Elle avait discuté avec les frères Goldenberg, dont les parents avaient un restaurant dans le « shtetl » de la rue des Rosiers, juste en face du boulanger Moskvitch. Albert lui avait dit « Allez-y », Joseph, lui, avait été plus réservé : « savez-vous ce qu’ils vous feront faire comme métier ? Souvenez-vous, vous n’aurez pas le choix, il vous faudra apprendre… » D’un grand appartement rue du Docteur Blanche, Dora Feingold était passé à un trois pièces, rue de Ménilmontant. Dans son immeuble, quatre familles sur les huit étaient juives. Le Vendredi, il y avait des odeurs de cuisine dans tout l’immeuble. Les familles échangeaient les invitations. Parfois, il fallait se serrer un peu. Tout le monde savait Dora parfaitement laïque, mais on faisait comme si, et les soirs de Shabbat, on ne parlait pas de religion, mais de tradition…et on parlait de Sion, De Théodor Herzl, du « Bund » (2), aussi…

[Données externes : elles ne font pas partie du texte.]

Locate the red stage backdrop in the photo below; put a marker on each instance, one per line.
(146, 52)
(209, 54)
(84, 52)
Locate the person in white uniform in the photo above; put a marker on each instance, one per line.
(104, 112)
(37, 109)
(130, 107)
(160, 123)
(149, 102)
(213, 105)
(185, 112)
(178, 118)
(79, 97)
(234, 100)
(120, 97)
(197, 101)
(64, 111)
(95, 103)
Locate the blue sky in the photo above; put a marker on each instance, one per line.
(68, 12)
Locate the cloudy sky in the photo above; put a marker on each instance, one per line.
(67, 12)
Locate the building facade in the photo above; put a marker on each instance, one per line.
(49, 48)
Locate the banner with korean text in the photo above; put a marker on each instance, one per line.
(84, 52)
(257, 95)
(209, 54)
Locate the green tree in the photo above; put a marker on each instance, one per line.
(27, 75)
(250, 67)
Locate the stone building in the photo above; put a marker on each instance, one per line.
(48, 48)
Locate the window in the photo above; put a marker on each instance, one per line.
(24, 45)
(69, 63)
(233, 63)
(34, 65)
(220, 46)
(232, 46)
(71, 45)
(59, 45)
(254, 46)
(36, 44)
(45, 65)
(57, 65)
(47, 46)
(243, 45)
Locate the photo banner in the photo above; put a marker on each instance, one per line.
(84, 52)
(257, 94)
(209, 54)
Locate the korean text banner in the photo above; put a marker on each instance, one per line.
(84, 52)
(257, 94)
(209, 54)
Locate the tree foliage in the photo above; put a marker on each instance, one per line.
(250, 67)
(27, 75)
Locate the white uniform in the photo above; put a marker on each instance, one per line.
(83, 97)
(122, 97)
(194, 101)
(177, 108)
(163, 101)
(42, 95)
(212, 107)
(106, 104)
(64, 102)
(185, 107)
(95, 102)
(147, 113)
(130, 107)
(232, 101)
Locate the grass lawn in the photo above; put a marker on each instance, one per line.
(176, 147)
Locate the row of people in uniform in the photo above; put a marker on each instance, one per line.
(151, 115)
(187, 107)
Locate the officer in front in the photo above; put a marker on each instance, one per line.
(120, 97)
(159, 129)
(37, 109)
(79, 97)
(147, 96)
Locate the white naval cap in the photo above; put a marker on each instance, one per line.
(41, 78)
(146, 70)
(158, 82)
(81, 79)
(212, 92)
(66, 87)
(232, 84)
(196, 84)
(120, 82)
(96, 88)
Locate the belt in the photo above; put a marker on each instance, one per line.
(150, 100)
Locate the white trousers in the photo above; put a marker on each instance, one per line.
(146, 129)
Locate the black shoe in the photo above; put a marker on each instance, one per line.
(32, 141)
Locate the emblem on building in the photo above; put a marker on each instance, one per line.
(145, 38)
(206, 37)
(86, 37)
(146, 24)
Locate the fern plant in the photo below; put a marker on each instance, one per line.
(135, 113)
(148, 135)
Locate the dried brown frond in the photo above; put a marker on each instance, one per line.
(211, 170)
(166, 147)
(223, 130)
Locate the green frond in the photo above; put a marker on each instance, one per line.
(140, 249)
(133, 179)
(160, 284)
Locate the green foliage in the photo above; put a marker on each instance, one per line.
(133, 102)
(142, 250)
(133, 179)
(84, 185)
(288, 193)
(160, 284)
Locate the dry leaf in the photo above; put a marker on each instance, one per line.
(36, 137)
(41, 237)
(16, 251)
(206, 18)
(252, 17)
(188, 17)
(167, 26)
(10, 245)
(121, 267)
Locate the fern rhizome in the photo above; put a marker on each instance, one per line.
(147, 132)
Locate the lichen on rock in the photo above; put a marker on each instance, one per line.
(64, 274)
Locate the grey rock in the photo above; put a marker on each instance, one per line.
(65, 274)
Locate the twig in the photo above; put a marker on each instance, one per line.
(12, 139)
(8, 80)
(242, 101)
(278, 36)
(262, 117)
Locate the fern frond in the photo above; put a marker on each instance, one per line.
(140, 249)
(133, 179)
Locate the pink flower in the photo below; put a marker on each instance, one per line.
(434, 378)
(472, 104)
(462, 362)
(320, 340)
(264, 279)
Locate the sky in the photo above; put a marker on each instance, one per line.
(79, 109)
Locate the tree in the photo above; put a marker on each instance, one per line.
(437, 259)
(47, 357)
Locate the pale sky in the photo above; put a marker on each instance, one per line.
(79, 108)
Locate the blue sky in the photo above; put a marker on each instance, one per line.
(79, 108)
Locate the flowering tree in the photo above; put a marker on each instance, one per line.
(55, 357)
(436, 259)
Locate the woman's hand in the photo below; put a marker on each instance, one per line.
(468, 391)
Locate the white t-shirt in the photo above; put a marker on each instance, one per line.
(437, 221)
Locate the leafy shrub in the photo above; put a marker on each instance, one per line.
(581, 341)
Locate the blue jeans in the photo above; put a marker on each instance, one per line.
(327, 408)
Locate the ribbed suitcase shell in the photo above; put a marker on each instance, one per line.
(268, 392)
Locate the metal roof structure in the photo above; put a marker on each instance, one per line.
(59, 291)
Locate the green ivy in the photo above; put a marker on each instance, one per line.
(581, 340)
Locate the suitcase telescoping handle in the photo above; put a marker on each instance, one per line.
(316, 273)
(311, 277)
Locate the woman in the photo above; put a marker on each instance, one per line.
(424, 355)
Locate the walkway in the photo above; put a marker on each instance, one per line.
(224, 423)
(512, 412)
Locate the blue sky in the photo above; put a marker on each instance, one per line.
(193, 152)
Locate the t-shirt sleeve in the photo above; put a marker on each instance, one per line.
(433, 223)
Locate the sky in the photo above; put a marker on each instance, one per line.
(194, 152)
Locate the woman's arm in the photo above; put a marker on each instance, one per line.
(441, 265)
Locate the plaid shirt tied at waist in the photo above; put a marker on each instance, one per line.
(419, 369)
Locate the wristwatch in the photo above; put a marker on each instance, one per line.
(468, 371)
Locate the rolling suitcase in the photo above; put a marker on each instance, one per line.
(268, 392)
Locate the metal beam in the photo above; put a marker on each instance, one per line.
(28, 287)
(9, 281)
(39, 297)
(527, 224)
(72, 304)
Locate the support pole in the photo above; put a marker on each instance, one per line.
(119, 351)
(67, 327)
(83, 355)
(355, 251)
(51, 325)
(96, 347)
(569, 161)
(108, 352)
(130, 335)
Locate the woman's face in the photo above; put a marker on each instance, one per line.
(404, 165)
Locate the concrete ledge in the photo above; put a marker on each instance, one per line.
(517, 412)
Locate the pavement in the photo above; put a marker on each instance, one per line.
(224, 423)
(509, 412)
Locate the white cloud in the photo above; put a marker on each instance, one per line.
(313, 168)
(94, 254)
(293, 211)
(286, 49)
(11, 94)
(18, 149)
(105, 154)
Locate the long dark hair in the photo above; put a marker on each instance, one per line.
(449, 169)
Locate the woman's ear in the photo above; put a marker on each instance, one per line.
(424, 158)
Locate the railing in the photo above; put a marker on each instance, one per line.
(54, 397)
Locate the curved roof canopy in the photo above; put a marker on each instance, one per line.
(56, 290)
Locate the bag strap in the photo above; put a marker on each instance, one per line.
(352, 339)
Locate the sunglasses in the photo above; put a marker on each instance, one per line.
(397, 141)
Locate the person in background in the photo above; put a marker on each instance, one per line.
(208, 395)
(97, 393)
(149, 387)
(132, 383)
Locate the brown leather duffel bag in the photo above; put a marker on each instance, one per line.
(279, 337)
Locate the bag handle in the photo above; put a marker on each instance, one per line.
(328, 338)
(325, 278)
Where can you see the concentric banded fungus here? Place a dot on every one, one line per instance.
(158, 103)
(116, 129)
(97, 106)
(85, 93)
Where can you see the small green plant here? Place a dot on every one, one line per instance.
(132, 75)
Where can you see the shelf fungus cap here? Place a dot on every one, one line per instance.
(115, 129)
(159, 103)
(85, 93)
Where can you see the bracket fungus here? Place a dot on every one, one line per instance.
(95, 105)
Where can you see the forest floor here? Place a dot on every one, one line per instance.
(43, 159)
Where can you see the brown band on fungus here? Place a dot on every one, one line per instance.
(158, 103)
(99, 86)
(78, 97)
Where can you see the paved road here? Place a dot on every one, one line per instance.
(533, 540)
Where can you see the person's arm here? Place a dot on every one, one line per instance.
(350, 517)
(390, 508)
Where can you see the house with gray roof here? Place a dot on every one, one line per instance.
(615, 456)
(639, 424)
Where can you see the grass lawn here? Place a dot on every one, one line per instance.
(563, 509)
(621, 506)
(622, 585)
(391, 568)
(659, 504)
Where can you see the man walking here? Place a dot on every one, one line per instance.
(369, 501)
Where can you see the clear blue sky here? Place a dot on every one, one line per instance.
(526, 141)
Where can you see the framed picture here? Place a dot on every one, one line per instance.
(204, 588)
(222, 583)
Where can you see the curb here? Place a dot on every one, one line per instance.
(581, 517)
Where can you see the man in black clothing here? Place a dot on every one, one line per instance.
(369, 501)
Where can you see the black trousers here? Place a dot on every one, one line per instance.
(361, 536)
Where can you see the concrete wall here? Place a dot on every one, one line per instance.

Je crois que le départ avait été finalement décidé sur un coup de tête, mais après réflexion, je pense qu’en fait, depuis longtemps, la petite graine que l’Agence Juive avait semé lors de son passage, avait poussé dans le cœur de Dora. Ce n’était plus tellement elle qui comptait maintenant, mais ses enfants, les triplés, Elia et Salomée. Alors que depuis des années, elle hésitait à sauter le pas, d’un seul coup, elle n’avait qu’une hâte : partir. Il y avait eu la paperasse, les derniers dîners avec les uns et les autres. Le plus dur avait été d’annoncer le départ aux époux Weinberg qui, depuis la mort d’Eli, avaient pris Dora en affection, et n’hésitaient pas à apporter leur aide dès qu’il le pouvaient. Certes, Yacov Weinberg était un « frum » (3) qui voyait le péché partout, et vivait dans la peur permanente de punitions divines , mais Hawa, son épouse, la gentille Eve de la Genèse, avait un cœur d’or, et ne vivait que pour aider les autres. Dora et elle avaient beaucoup parlé….. « je suis vieille maintenant « avait dit Hawa « je mourrai içi, en France…vous, vous êtes jeune, vous pourrez finir votre vie en Eretz Israël, Dieu soit béni… » Dora avait déjà commencé à apprendre l’hébreu dans une association de quartier. L’alphabet avait été assez simple à retenir. Le plus difficile avait été de commencer à lire et à écrire de droite à gauche. Toute fière, elle avait apporté un vendredi soir une afficher publicitaire qu’on lui avait demandé de traduire en Français. « Quelle curieuse langue » avait-elle dit…Mais en fait, c’est bien…on apprend aussi à penser à l’envers… !
Bain rituel
L’Union générale des travailleurs juifs de Lituanie, de Pologne et de Russie1 (yiddish : אַלגעמײנער ײדישער אַרבעטער בונד אין ליטע, פוילן און רוסלאַנד (algemeyner yidisher arbeter bund in Lite, Poyln un Rusland) ; russe : Всеобщий еврейский рабочий союз в Литве, Польше и России), plus connue comme le Bund (yiddish : בונד, russe : Бунд), est un mouvement socialiste juif créé à la fin du xixe siècle dans l'Empire russe.
Mot tiré du Yiddish (langue commune des juifs Ashkénazes) désignant un dévot, une personne ultra religieuse.